To accurately estimate the WCET, which in this context is determined by the architectural latency, each stage must be taken into account. As explained in Section 9.3, the Data-link Protocol Stage and the Stream Generator Stage have a deterministic latency, which consists of 3 clock cycles in the implemented architecture. The latency of the Receiver Stage and the Transmitter Stage is given by two elements: the latency of the external communication, which can be omitted because it is on the order of nanoseconds, and the latency of the internal receiver and transmitter, which is of 6 clock cycles, as also shown in Tab. 11.5.

|                                     | number of    | Ι               | Latency $[ns]$ |                |
|-------------------------------------|--------------|-----------------|----------------|----------------|
|                                     | clock cycles | CDAS            | RS             | SC             |
|                                     |              | $\rho = 0.0064$ | $\rho = 0.004$ | $\rho = 0.016$ |
| Receiver S.                         | 6            | 76.8            | 38.4           | 38.4           |
| Data-link Prt. S.                   | 3            | 38.4            | 19.2           | 19.2           |
| Allocator sub-stage (Sched. S.)     | 1            | 12.8            | 6.4            | 6.4            |
| FIFO sub-stage (Sched. S.)          | Eq. (11.1)   | 12.8            | 4              | 24             |
| Select packet sub-stage (Sched. S.) | 1            | 6.4             | 4              | 4              |
| Stream Gen.
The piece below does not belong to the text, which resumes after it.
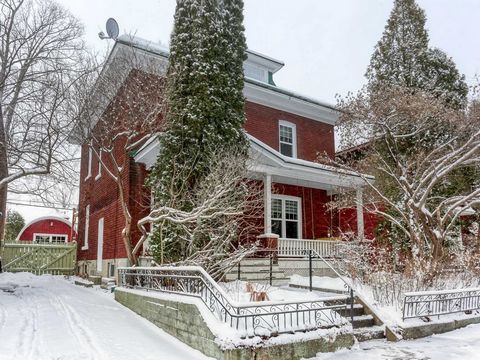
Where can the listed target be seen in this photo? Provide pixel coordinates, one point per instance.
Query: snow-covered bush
(386, 274)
S.                      | 3            | 19.2            | 0              | 0              |
| Transmitter S.                      | 6            | 39.4            | 24             | 24             |
| Sum of Latencies                    |              | 205.8           | 96             | 116            |

Table 11.5: Lightweight re-configurable dataflow architecture latency

The *Scheduler Stage* is the most complex stage to estimate the latency because a packet is enqueued in a FIFO, and the time at which it is dequeued is not deterministic. In

addition, due to the different FIFOs to schedule, the *Scheduler stage* has the largest packet latency, as shown in Tab. 11.5. In order to analytically calculate the average latency of a packet in a FIFO, the Equation (11.1) has been used.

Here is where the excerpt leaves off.